豪快なフルスイングでファンを魅了してきたオリックス・吉田正尚。その一方、腰痛の影響で過去2年はいずれも60試合ほどの出場にとどまっていて、故障さえなければ、と思われていたことも確かだろう。

迎えた3年目の今季、初の全試合出場を達成するとリーグ4位の打率.321をマークするなど、チームの主軸として十分な成績を記録した。かねてより評価されていたポテンシャルを証明した形の吉田だが、その裏である“弱点”を克服していた。

2016~18年:打撃成績

昨季までの吉田は、外角で持ち味のパワーを発揮できていなかった。
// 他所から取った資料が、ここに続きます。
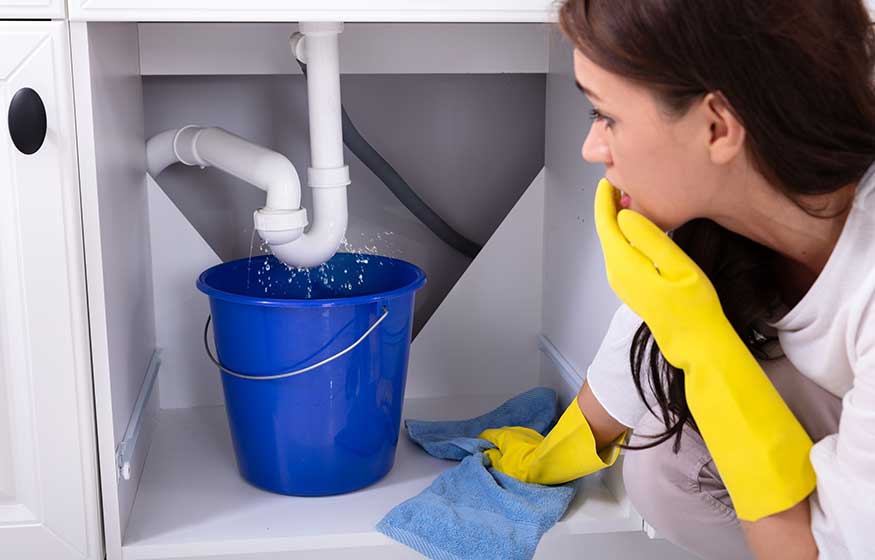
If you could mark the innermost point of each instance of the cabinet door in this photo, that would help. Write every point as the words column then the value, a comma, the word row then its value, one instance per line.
column 31, row 9
column 48, row 474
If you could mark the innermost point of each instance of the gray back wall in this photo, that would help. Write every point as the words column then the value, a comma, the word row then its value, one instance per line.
column 469, row 145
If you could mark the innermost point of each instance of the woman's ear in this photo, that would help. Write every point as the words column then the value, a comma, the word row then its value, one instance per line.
column 727, row 136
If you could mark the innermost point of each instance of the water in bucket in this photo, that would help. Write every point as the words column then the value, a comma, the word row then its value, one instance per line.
column 299, row 429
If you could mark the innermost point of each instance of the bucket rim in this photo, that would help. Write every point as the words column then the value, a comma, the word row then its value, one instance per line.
column 213, row 292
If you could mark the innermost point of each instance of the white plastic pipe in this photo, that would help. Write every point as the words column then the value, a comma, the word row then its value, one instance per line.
column 282, row 219
column 327, row 175
column 281, row 222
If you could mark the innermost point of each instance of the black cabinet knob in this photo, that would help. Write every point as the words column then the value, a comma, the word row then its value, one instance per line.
column 27, row 121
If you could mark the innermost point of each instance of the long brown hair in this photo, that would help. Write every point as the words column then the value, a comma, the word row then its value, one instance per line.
column 798, row 76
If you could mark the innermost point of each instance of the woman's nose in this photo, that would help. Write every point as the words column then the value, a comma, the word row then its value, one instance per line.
column 595, row 149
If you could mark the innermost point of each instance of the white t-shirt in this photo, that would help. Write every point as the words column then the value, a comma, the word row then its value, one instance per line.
column 829, row 336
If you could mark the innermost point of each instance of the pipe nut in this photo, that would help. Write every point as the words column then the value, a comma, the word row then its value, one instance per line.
column 280, row 226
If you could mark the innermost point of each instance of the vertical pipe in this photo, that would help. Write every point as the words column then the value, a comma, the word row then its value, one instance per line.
column 323, row 93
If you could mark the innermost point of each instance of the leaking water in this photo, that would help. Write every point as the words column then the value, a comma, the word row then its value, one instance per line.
column 274, row 278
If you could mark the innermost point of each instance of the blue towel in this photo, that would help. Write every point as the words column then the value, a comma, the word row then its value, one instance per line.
column 472, row 511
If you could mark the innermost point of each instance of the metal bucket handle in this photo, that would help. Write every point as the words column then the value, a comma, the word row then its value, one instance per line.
column 288, row 373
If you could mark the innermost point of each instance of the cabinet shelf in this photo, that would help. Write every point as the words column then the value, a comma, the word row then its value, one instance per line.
column 192, row 501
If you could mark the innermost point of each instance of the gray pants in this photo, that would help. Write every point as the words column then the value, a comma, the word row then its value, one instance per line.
column 683, row 497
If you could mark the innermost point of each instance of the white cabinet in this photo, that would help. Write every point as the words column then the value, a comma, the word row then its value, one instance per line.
column 324, row 10
column 68, row 369
column 31, row 9
column 48, row 474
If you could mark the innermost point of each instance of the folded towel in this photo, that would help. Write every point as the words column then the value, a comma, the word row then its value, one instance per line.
column 472, row 511
column 536, row 409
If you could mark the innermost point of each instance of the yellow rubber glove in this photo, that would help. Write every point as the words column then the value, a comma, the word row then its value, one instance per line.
column 568, row 452
column 759, row 447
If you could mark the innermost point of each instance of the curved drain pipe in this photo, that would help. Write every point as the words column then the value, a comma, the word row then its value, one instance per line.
column 282, row 221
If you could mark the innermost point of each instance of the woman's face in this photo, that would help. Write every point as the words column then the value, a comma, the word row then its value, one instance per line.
column 662, row 163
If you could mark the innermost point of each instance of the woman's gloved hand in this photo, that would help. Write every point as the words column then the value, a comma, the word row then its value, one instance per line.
column 568, row 452
column 759, row 447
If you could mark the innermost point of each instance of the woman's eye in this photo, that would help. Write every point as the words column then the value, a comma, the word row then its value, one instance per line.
column 595, row 115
特に2017年は、外角球に対する本塁打が1本もない。この傾向を相手チームも認識していたのか、今季は吉田に対する外角への投球は過去2年よりも増加。オールスター前後で見てみると、後半戦は前半戦の56%よりも2ポイント多くなっていた。ところが、今季の吉田はこのコースで8本塁打を放ち、6割近い外角への配球に対応していた。

2016~18年:コース別本塁打数

フライ割合の増加で高打率へ

前半戦は外角打率.263とまずまずだったが、後半戦には打率.307まで数字を上げている。その要因のひとつが、フライ割合の変化だろう。一般的に打球がゴロになりやすい外角への投球が増える中、後半戦に入ってフライの割合が増加した。高いパフォーマンスを発揮しながら試合に出続けることは、決して簡単なことではない。故障なくシーズンを乗り切る体力に加え、弱点と思われていたコースへの対応力も示したのが、吉田正尚の3年目といえる。

2018年:期間別外角打撃成績
2018年:期間別外角フライ割合

阪急とオリックスのプロ入り3年目までの選手を対象に、総合的な打撃力を示すOPSをランキングにしたのが下図だ。イチローや加藤秀司氏らチームのレジェンドが名を連ねる中で、今季の吉田は堂々の3位につけている。2年連続となる全試合出場を果たし、自慢のフルスイングでどれだけの成績を残せるのか。その将来への期待は高まるばかりだろう。